2-week free trial — no credit card required

Quinn Everly Step Bro Official

Store your keys once. Build request templates with fillable fields. Get answers in a clean split-screen interface. No $14/seat pricing. No download.

Start your 2-week free trial → No credit card required — start in 30 seconds
devbook / OpenAI Chat Completion
POST
https://api.openai.com/v1/chat/completions
Send
gpt-4o
Explain quantum computing in one sentence
150
Response
200 OK · 342ms
{
  "id": "chatcmpl-9x...",
  "choices": [{ "message": {
    "content": "Quantum computing uses qubits..."
  }}]
}
Why developers switch

Done with the status quo?

The popular API tools come with baggage. DevBook skips all of it.

💸

No $14/seat pricing

Postman charges per seat, per month. Teams of 5 pay $70/mo for what should be a developer utility. DevBook is free — no seats, no tiers, no surprises.

📦

No bloated desktop app

Postman's Electron app ships 300MB+ and launches like it's loading an IDE. DevBook is a web app. Open a tab, start working. Close it when you're done.

🔒

No cloud lock-in

Postman syncs your collections, keys, and environments to their servers. DevBook stores your API keys in your own account. Your requests stay yours.

Quinn Everly Step Bro Official

“It belongs to Grandma Mae,” Quinn whispered, flipping the pages. “She used to talk about the creek… about a hidden stone that glows at dawn.”

“Do you hear that?” Ethan asked, eyes wide.

Blended families are a significant and growing part of modern society, bringing together individuals from different backgrounds to form new, supportive household units. The bond between step-siblings is a unique aspect of this dynamic, often requiring time, patience, and mutual respect to develop. quinn everly step bro

Quinn felt a thrill surge through her. “Let’s go.”
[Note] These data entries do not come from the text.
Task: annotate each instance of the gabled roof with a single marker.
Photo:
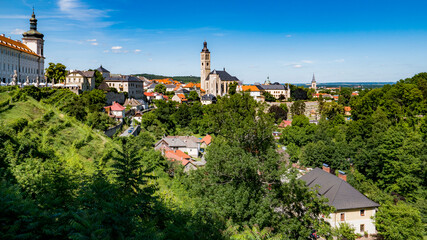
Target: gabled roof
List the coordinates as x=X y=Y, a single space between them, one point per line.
x=101 y=69
x=207 y=139
x=250 y=88
x=208 y=97
x=340 y=193
x=4 y=41
x=104 y=86
x=132 y=102
x=285 y=123
x=272 y=87
x=116 y=107
x=224 y=76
Ethan nodded, his eyes shining. “Same wish.” “It belongs to Grandma Mae,” Quinn whispered, flipping

Chapter 4: The Test of Trust

She raised an eyebrow. “Magical? Really?” The bond between step-siblings is a unique aspect

Elias . Her stepbrother of three years, and the person who had redefined the very geography of her home. Since their parents had married, the house had split into invisible territories: the kitchen was neutral ground, the living room belonged to the adults, and the hallway upstairs was a minefield of avoided glances and half-finished sentences. Elias emerged from around the corner of the house, his grey shirt clinging to his shoulders, face flushed from the heat. He stopped when he saw her, the ball tucked under one arm. "Water’s out in the kitchen," he said, his voice level but carrying that strange, jagged edge that always surfaced when they were alone. "Mom took the last of the bottled stuff to the office." Quinn didn't look up. "There’s a filter in the fridge, Elias. Use it." "It’s slow. I’m not patient." He sat on the step below her, close enough that she could smell the salt and the sun on his skin. It was a bold move; usually, they maintained a strict three-foot buffer. For a long moment, the only sound was the cicadas screaming in the oak trees. "Do you ever think about it?" Elias asked suddenly, staring at the fence line. "How we ended up in the same house but we’re still total strangers?" Quinn finally looked at him. His profile was sharp, his expression unreadable. "I think we’re strangers because it’s easier that way. If we actually knew each other, we’d have to figure out what we are. And right now, 'step-siblings' is a label that does all the heavy lifting for us." Elias bounced the ball once, a sharp crack against the wood. "Labels are just fences, Quinn. Sometimes you realize the fence was built in the wrong place." He stood up then, the tension between them snapping like a dry twig. He didn't wait for her to answer, disappearing back into the house and leaving Quinn alone with the heat and the realization that the boundaries they had lived by were beginning to blur. AI can make mistakes, so double-check responses Copy Creating a public link... You can now share this thread with others Good response Bad response Show all

Comparison

DevBook vs the alternatives

How does DevBook stack up against the other API tools developers reach for?

DevBook Postman Bruno Hoppscotch
Price Free $14/seat/mo Free (desktop) Free / $9/mo
No install required
Template builder with fillable fields
API key vault with auto-fill ~ env vars ~ env vars ~ env vars
Split-screen response viewer
Syntax-highlighted JSON responses
Zero learning curve ~ ~
No cloud lock-in
How it works

Three steps. Zero learning curve.

No collections. No environments. No workspaces. Just the parts of API testing you actually use.

01

Add your API keys

Paste your keys into the vault — Stripe, OpenAI, Twilio, whatever you use. Reference them with a variable name across every template. One entry, everywhere.

02

Build a template

Define your HTTP request and mark dynamic parts with . DevBook generates a fillable form. No raw JSON editing, no config files.

03

Run and reuse

Fill in the blanks, hit send, see your response instantly. Every template is saved and searchable. Build a library of the API calls your workflow depends on.

Start your 2-week free trial

No download. No credit card. No seat licenses. The API workbench that gets out of your way.